Memoráveis diálogos de Jesus – Com Nicodemos sobre reencarnação - Therezinha

Memoráveis diálogos de Jesus – Com Nicodemos sobre reencarnação (Jo.3 vs. 1/12)

Todos os diálogos mantidos por Jesus merecem ser conhecidos e estudados. Destaquemos, porém, alguns deles, mais longos e cheios de importantes afirmativas e de preciosos ensinamentos espirituais.

Com Nicodemos sobre reencarnação (Jo.3 vs. 1/12)

Ora, entre os fariseus, havia um homem chamado Nicodemos, principal dos judeus, que veio à noite ter com Jesus e lhe disse:

- Mestre, sabemos que viste da parte de Deus, porque ninguém poderia fazer os sinais que tu fazes, se Deus não estivesse com ele.

- Ninguém pode ver o reino de Deus se não nascer de novo.

- Como pode nascer um homem já velho? Pode tornar a entrar no ventre de sua mãe, para nascer segunda vez?

- Se um homem não nasce da água e do espírito, não pode entrar no reio de Deus. O que é nascido da carne é carne e o que é nascido do Espírito é Espírito.

Não te admires que eu te haja dito ser preciso que nasças de novo. O vento sopra para onde quer e ouves a sua voz, mas não sabes de onde ele vem, nem para onde vai; o mesmo se dá com todo aquele que é nascido do espírito.

- Como pode isso fazer-se?

- Pois quê! És mestre em Israel e ignoras estas coisas?
Digo-te em verdade que não dizemos senão o que sabemos, e que não damos testemunho senão do que temos visto. Entretanto, não aceitais o nosso testemunho. Mas, se não credes quando vos falo das coisas da Terra, como me crereis, quando vos fale das coisas do Céu?

Ensino:

É preciso reencarnar para progredir espiritualmente e alcançar planos superiores de vida. Nicodemos pensou no mesmo corpo nascendo de novo (o que não é possível).

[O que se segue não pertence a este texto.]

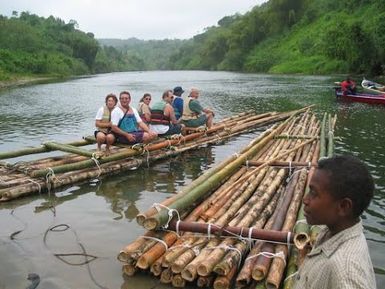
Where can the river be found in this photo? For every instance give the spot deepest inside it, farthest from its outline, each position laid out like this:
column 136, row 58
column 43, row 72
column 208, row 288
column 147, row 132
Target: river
column 100, row 215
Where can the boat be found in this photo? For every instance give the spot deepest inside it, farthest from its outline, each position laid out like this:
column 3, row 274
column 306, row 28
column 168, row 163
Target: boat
column 361, row 97
column 372, row 87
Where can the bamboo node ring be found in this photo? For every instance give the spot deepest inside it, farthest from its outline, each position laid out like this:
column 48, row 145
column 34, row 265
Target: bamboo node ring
column 157, row 240
column 97, row 164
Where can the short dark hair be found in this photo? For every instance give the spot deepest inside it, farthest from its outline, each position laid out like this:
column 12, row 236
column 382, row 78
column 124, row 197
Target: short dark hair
column 349, row 178
column 166, row 92
column 124, row 92
column 113, row 96
column 144, row 96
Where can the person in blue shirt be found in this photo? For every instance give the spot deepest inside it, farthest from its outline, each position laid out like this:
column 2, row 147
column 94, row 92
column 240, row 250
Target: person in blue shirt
column 178, row 101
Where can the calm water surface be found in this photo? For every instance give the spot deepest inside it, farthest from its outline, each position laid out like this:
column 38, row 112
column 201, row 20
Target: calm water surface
column 100, row 215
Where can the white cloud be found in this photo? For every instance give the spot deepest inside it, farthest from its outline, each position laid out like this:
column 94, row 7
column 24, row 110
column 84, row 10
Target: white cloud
column 144, row 19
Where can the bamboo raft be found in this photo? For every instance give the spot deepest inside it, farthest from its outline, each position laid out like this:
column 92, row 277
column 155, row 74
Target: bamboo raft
column 235, row 225
column 79, row 164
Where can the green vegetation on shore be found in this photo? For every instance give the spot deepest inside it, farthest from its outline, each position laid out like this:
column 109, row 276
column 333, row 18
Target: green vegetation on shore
column 294, row 36
column 280, row 36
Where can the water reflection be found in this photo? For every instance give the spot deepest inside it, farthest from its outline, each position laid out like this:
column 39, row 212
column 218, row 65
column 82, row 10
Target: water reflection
column 65, row 112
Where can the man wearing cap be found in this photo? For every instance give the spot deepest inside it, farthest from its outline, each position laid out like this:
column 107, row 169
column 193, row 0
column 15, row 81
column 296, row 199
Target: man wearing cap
column 178, row 101
column 194, row 115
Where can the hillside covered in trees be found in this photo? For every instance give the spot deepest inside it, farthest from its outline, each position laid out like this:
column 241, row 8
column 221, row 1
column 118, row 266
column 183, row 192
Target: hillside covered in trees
column 293, row 36
column 33, row 45
column 280, row 36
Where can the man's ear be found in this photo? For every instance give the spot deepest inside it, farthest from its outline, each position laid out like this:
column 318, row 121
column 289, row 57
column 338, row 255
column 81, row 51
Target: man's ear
column 345, row 207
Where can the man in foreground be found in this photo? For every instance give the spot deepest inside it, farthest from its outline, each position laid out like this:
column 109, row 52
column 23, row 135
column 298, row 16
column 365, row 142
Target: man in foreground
column 340, row 190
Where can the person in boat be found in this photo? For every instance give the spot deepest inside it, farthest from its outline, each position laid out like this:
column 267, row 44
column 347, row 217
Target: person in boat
column 194, row 115
column 144, row 108
column 103, row 134
column 178, row 101
column 163, row 120
column 348, row 86
column 127, row 125
column 340, row 190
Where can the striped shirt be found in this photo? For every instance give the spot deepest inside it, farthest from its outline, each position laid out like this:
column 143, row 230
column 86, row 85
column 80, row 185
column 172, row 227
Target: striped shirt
column 341, row 261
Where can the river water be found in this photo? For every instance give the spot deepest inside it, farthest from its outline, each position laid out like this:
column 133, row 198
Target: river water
column 100, row 215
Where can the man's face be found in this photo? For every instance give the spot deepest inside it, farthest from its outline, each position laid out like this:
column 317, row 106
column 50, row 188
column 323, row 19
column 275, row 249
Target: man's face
column 320, row 207
column 125, row 100
column 194, row 93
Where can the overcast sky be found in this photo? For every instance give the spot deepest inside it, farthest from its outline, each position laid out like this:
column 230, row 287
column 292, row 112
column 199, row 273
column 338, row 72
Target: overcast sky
column 144, row 19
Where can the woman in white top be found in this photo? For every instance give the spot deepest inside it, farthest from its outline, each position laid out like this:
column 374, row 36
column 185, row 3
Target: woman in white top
column 103, row 134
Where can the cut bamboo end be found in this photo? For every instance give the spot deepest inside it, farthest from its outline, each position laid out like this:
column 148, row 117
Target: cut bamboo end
column 156, row 268
column 205, row 281
column 242, row 283
column 143, row 263
column 150, row 223
column 177, row 268
column 189, row 273
column 177, row 281
column 221, row 283
column 258, row 273
column 301, row 240
column 166, row 276
column 203, row 270
column 270, row 285
column 221, row 271
column 140, row 218
column 129, row 269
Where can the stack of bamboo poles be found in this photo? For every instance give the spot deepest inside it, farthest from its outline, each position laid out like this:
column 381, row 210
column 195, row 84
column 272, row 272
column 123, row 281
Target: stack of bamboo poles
column 42, row 175
column 260, row 188
column 306, row 235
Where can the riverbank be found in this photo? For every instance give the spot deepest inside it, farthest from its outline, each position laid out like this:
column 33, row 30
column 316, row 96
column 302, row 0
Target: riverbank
column 25, row 80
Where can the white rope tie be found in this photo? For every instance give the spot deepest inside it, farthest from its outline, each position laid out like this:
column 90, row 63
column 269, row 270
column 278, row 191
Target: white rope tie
column 156, row 239
column 177, row 227
column 249, row 237
column 170, row 213
column 38, row 185
column 231, row 248
column 291, row 276
column 269, row 255
column 288, row 240
column 209, row 231
column 97, row 164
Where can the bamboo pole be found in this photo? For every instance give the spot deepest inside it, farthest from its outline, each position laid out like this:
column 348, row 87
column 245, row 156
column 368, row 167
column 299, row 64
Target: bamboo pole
column 36, row 150
column 129, row 270
column 274, row 277
column 151, row 147
column 266, row 235
column 224, row 282
column 211, row 183
column 205, row 281
column 70, row 149
column 283, row 164
column 72, row 177
column 189, row 273
column 166, row 276
column 146, row 260
column 177, row 281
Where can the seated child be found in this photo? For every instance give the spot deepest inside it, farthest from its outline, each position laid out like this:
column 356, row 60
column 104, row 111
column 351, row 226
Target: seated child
column 340, row 190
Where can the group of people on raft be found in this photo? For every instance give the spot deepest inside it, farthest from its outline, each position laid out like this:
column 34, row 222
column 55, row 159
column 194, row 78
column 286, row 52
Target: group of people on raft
column 173, row 114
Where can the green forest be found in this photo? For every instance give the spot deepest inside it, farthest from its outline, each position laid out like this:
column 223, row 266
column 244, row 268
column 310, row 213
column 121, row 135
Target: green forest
column 279, row 36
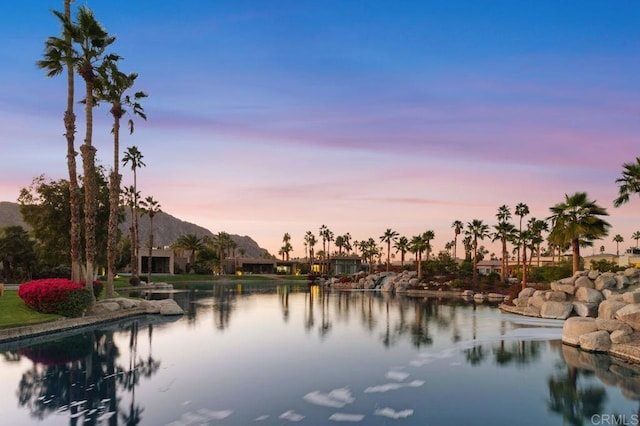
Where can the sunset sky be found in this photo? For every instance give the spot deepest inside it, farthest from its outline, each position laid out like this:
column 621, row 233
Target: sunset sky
column 266, row 117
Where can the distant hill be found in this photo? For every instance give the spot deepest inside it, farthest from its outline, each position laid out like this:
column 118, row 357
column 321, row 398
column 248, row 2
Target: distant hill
column 166, row 229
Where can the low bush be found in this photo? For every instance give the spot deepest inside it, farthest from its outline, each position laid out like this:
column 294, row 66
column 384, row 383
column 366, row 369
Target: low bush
column 56, row 296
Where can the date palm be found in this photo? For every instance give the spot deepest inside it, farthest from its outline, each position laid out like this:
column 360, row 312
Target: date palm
column 150, row 207
column 504, row 232
column 618, row 239
column 629, row 183
column 457, row 229
column 388, row 237
column 477, row 230
column 521, row 210
column 134, row 156
column 59, row 55
column 111, row 86
column 401, row 245
column 578, row 220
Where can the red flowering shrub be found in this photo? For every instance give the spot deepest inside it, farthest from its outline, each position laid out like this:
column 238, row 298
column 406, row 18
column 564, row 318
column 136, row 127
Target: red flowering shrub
column 55, row 296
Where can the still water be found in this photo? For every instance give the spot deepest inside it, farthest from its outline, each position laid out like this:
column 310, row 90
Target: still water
column 269, row 355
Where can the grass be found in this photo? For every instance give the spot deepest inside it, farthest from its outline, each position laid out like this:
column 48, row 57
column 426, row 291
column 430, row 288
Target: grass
column 14, row 313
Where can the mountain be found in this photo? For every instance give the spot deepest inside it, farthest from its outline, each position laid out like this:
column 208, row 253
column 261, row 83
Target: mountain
column 166, row 229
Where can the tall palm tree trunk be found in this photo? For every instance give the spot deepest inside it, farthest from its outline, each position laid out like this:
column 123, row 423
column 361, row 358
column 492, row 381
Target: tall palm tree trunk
column 90, row 186
column 114, row 202
column 74, row 191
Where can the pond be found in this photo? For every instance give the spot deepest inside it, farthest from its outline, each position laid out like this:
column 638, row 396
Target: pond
column 271, row 354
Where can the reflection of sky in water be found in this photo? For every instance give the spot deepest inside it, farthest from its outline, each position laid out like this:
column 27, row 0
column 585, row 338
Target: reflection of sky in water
column 342, row 358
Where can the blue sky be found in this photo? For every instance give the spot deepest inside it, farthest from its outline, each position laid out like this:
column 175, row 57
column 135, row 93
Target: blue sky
column 268, row 117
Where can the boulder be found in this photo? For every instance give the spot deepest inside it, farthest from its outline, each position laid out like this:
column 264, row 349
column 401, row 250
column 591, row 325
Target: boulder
column 575, row 327
column 584, row 282
column 527, row 292
column 556, row 310
column 608, row 308
column 630, row 314
column 592, row 275
column 613, row 325
column 585, row 309
column 596, row 341
column 588, row 295
column 618, row 337
column 605, row 280
column 631, row 297
column 556, row 296
column 566, row 288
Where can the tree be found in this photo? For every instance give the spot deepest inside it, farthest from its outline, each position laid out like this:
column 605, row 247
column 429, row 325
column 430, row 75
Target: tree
column 402, row 245
column 504, row 232
column 521, row 210
column 59, row 55
column 111, row 86
column 578, row 220
column 388, row 237
column 151, row 208
column 477, row 230
column 629, row 183
column 17, row 250
column 457, row 229
column 134, row 156
column 191, row 243
column 618, row 239
column 428, row 236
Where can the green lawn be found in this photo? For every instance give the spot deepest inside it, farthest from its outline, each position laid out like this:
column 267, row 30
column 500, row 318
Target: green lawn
column 14, row 313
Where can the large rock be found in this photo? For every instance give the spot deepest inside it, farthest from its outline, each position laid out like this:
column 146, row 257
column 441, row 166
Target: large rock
column 556, row 296
column 584, row 282
column 630, row 314
column 527, row 292
column 596, row 341
column 613, row 325
column 585, row 309
column 631, row 297
column 566, row 288
column 556, row 310
column 588, row 295
column 606, row 280
column 608, row 309
column 575, row 327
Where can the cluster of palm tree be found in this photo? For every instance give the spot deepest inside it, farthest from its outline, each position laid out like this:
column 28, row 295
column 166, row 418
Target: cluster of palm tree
column 82, row 49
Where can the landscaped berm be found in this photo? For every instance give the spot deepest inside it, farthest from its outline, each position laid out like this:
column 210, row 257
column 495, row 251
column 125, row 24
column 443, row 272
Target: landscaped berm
column 602, row 310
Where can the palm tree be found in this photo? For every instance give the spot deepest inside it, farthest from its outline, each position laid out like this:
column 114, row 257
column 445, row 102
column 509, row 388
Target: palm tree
column 401, row 245
column 629, row 183
column 618, row 239
column 388, row 237
column 59, row 55
column 521, row 210
column 457, row 229
column 130, row 197
column 477, row 230
column 417, row 245
column 190, row 242
column 150, row 207
column 505, row 232
column 110, row 86
column 134, row 156
column 428, row 236
column 577, row 220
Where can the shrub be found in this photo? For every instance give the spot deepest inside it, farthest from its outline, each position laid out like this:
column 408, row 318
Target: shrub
column 56, row 296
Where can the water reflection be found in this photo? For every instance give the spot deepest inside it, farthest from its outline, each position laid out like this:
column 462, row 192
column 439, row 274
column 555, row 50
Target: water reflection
column 85, row 377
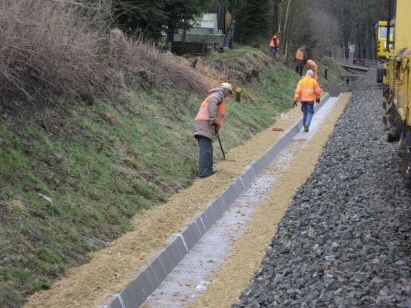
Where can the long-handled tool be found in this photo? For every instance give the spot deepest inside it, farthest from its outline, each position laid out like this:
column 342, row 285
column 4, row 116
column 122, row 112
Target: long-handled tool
column 221, row 147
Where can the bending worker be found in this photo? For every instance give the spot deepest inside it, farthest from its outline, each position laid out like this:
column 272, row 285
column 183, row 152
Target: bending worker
column 311, row 65
column 207, row 124
column 309, row 91
column 300, row 59
column 274, row 44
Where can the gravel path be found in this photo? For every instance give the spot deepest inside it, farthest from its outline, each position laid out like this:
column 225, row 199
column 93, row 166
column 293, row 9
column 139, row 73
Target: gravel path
column 345, row 239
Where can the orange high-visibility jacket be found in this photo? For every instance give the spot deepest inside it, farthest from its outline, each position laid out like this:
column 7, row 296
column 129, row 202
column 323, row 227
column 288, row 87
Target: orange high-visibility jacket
column 275, row 41
column 311, row 65
column 299, row 55
column 308, row 89
column 204, row 113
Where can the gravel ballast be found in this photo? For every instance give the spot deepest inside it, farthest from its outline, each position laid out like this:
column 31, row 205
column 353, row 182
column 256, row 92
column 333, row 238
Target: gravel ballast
column 345, row 238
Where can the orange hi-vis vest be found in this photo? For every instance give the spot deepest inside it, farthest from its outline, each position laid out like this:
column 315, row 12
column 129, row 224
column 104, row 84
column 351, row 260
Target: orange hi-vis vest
column 276, row 43
column 204, row 113
column 299, row 55
column 308, row 89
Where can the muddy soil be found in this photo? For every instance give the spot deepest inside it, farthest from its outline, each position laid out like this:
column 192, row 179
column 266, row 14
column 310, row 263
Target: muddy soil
column 113, row 268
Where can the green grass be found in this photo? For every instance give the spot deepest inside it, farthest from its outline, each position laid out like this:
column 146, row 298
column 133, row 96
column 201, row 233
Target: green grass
column 104, row 163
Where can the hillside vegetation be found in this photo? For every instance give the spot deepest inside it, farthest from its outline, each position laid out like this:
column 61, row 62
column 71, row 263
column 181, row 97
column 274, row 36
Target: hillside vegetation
column 88, row 140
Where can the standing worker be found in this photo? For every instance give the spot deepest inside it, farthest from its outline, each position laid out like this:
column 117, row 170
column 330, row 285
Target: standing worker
column 207, row 124
column 275, row 44
column 300, row 59
column 311, row 65
column 307, row 90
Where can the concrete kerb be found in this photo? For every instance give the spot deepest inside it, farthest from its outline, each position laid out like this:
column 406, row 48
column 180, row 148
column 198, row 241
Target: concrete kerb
column 180, row 244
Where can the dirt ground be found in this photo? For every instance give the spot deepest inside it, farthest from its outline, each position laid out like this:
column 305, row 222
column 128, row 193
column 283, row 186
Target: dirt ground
column 113, row 268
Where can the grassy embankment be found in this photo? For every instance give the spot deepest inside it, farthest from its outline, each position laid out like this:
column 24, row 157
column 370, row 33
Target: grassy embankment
column 74, row 171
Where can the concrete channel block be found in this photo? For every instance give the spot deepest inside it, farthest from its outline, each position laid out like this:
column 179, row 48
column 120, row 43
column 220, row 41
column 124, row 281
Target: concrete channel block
column 151, row 277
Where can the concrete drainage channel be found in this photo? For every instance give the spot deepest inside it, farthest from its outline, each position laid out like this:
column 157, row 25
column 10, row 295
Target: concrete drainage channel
column 180, row 244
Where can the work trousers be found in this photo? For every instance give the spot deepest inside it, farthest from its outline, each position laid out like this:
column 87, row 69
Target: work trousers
column 308, row 111
column 205, row 159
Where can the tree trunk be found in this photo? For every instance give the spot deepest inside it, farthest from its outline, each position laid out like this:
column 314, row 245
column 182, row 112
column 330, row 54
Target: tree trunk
column 103, row 22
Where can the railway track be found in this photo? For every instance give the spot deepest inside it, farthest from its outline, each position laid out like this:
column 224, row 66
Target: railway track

Jesus corrigiu esse erro, separando entre “nascido da carne e “nascido do Espírito”. Reafirmou que para “entrar no reino de Deus” é preciso renascer tanto “da água” (símbolo da matéria) “como do espírito” (renovar-se espiritualmente).

Usa o vento/ar (“pneuma”) como símbolo de elemento espiritual para comparar que também sentimos sua presença e manifestação através do corpo mas não podemos identificar de onde esse espírito veio (o passado é providencialmente esquecido) nem apontar-lhe um futuro determinado (dependerá do seu livre-arbítrio).